What we’re here to do is have a good time. Moscow is up there with New York when it comes to constant bustle and movement, and there’s always something going on. You can spend a week and not make it to every museum. But the ones you do see can be deeply moving, like the Jewish Museum or the Museum of Contemporary History; exciting, like the Moscow Museum of Modern Art; or absurd, like the Museum of Soviet Arcade Games, where your admission includes 15 Soviet kopek coins so you can curse at the most poorly made video, pinball and table-hockey games the ’80s could muster. I mean, can a bastard get Donkey Kong in here? If that’s what the kids had to do in the ’80s, no wonder they found time to overthrow the system.
There are also box offices on every second corner selling tickets to everything—unfortunately it’s usually sold out weeks in advance. But we did manage to get tickets for the Mariinsky Opera in St. Petersburg, the newer of Russia’s major two cities; more European, classier, warmer, smaller and duller.
But the Mariinsky Theatre is like an explosion of every bit of Russian architecture ever conceived of, piled on top of itself, a great domed cathedral to the arts. We got 700-ruble (CAD$14), third-balcony tickets to Tchaikovsky’s Mazeppa.
The opera was wonderful and suitably Russian. Set in the early 18th century, an elderly Ukrainian hetman—a military man—seduces the young daughter of his friend and they elope together to Kiev. The rest is an exquisitely sung savagery of revenge, torture, killing, war, insanity and the rest of what makes a civilized evening out in Europe. I recommend the Ararat cognac for intermissions.
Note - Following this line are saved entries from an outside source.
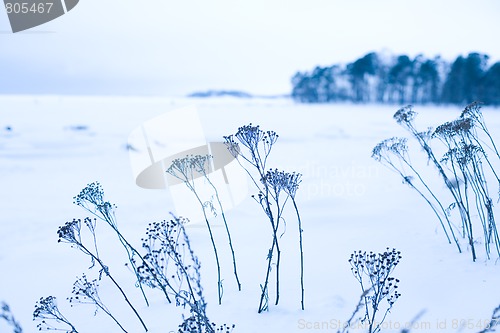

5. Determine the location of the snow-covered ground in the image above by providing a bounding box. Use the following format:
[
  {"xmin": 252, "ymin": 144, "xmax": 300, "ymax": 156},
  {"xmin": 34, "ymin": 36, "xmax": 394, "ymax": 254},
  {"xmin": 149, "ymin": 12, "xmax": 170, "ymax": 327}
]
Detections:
[{"xmin": 1, "ymin": 95, "xmax": 499, "ymax": 332}]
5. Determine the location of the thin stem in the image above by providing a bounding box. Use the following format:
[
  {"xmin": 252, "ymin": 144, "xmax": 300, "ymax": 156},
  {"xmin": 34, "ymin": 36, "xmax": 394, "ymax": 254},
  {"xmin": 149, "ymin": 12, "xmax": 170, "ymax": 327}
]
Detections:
[
  {"xmin": 94, "ymin": 301, "xmax": 129, "ymax": 333},
  {"xmin": 84, "ymin": 246, "xmax": 149, "ymax": 331},
  {"xmin": 79, "ymin": 206, "xmax": 152, "ymax": 306},
  {"xmin": 168, "ymin": 163, "xmax": 223, "ymax": 304},
  {"xmin": 203, "ymin": 172, "xmax": 242, "ymax": 291},
  {"xmin": 192, "ymin": 190, "xmax": 223, "ymax": 305},
  {"xmin": 399, "ymin": 156, "xmax": 461, "ymax": 252},
  {"xmin": 254, "ymin": 165, "xmax": 281, "ymax": 312},
  {"xmin": 291, "ymin": 197, "xmax": 305, "ymax": 310}
]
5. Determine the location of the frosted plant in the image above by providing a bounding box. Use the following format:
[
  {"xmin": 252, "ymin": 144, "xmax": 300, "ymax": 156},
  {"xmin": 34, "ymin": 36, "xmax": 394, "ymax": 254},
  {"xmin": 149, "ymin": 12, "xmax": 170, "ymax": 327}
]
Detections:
[
  {"xmin": 478, "ymin": 305, "xmax": 500, "ymax": 333},
  {"xmin": 33, "ymin": 296, "xmax": 78, "ymax": 333},
  {"xmin": 167, "ymin": 156, "xmax": 224, "ymax": 304},
  {"xmin": 74, "ymin": 182, "xmax": 151, "ymax": 305},
  {"xmin": 282, "ymin": 171, "xmax": 305, "ymax": 310},
  {"xmin": 38, "ymin": 185, "xmax": 233, "ymax": 333},
  {"xmin": 385, "ymin": 104, "xmax": 500, "ymax": 261},
  {"xmin": 68, "ymin": 274, "xmax": 128, "ymax": 333},
  {"xmin": 167, "ymin": 154, "xmax": 242, "ymax": 300},
  {"xmin": 372, "ymin": 137, "xmax": 461, "ymax": 252},
  {"xmin": 461, "ymin": 102, "xmax": 500, "ymax": 163},
  {"xmin": 191, "ymin": 154, "xmax": 241, "ymax": 291},
  {"xmin": 225, "ymin": 124, "xmax": 305, "ymax": 313},
  {"xmin": 178, "ymin": 318, "xmax": 235, "ymax": 333},
  {"xmin": 75, "ymin": 183, "xmax": 175, "ymax": 302},
  {"xmin": 224, "ymin": 125, "xmax": 281, "ymax": 313},
  {"xmin": 348, "ymin": 248, "xmax": 402, "ymax": 333},
  {"xmin": 393, "ymin": 107, "xmax": 473, "ymax": 258},
  {"xmin": 57, "ymin": 218, "xmax": 148, "ymax": 331},
  {"xmin": 136, "ymin": 217, "xmax": 233, "ymax": 333},
  {"xmin": 1, "ymin": 301, "xmax": 22, "ymax": 333},
  {"xmin": 434, "ymin": 117, "xmax": 500, "ymax": 260},
  {"xmin": 138, "ymin": 218, "xmax": 208, "ymax": 326},
  {"xmin": 336, "ymin": 289, "xmax": 372, "ymax": 333}
]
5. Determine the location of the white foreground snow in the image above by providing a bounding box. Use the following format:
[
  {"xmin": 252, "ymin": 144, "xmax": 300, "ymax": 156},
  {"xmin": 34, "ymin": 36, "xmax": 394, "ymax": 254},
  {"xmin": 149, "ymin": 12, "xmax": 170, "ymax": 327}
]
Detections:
[{"xmin": 0, "ymin": 95, "xmax": 499, "ymax": 332}]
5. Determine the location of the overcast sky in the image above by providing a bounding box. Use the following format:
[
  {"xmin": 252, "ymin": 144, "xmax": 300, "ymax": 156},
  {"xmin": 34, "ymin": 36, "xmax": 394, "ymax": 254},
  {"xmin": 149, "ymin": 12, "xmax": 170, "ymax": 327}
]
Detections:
[{"xmin": 0, "ymin": 0, "xmax": 499, "ymax": 96}]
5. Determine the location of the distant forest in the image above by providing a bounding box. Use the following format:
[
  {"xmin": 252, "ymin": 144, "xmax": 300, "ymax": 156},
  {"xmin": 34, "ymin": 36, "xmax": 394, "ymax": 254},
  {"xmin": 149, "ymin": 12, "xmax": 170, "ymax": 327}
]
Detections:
[{"xmin": 291, "ymin": 52, "xmax": 500, "ymax": 105}]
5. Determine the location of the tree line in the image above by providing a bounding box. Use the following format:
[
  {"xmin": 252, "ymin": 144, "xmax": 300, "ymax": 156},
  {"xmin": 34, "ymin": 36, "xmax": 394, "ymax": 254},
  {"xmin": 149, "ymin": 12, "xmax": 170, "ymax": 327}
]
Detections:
[{"xmin": 291, "ymin": 52, "xmax": 500, "ymax": 105}]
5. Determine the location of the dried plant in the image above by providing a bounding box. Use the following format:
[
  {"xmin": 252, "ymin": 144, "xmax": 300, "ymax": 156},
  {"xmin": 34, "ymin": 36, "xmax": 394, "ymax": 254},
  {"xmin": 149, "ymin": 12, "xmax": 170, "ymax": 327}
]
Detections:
[
  {"xmin": 381, "ymin": 104, "xmax": 500, "ymax": 261},
  {"xmin": 68, "ymin": 274, "xmax": 128, "ymax": 333},
  {"xmin": 1, "ymin": 301, "xmax": 22, "ymax": 333},
  {"xmin": 57, "ymin": 218, "xmax": 148, "ymax": 331},
  {"xmin": 397, "ymin": 106, "xmax": 478, "ymax": 260},
  {"xmin": 224, "ymin": 124, "xmax": 305, "ymax": 313},
  {"xmin": 348, "ymin": 248, "xmax": 402, "ymax": 333},
  {"xmin": 282, "ymin": 171, "xmax": 305, "ymax": 310},
  {"xmin": 33, "ymin": 296, "xmax": 78, "ymax": 333},
  {"xmin": 192, "ymin": 155, "xmax": 241, "ymax": 292},
  {"xmin": 225, "ymin": 125, "xmax": 281, "ymax": 313},
  {"xmin": 74, "ymin": 182, "xmax": 152, "ymax": 305},
  {"xmin": 167, "ymin": 154, "xmax": 242, "ymax": 301},
  {"xmin": 478, "ymin": 305, "xmax": 500, "ymax": 333},
  {"xmin": 372, "ymin": 137, "xmax": 461, "ymax": 252},
  {"xmin": 36, "ymin": 185, "xmax": 233, "ymax": 333},
  {"xmin": 336, "ymin": 289, "xmax": 371, "ymax": 333},
  {"xmin": 167, "ymin": 156, "xmax": 224, "ymax": 304},
  {"xmin": 461, "ymin": 102, "xmax": 500, "ymax": 163},
  {"xmin": 136, "ymin": 216, "xmax": 233, "ymax": 333}
]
Speaking of booze, we were outraged to discover that hard liquor is now banned on Russian trains. I don’t know when it happened, but it was sometime after all my friends had visited and told me about their great vodka-fuelled adventures on the Trans-Siberian Railway.
If you’re lucky, the provodnitsas that maintain each cabin will surreptitiously sell you a bottle of vodka wrapped in black plastic bags, shoved into your hands like it’s a half kilo of heroin rather than a half litre of Russian Standard. Then you take care not to flash it around, stashing it under your bunk or table. Drinking from opaque tea cups is the best option.
But sometimes they have nothing, and you’re stuck with the (legal, lesser) beer. When I feigned innocence and asked the provodnitsa on the way to Murmansk if she had any vodka, it was answered with a firm, “Vodka, nyet!”
Fine then. Part of travel is breaking stereotypes.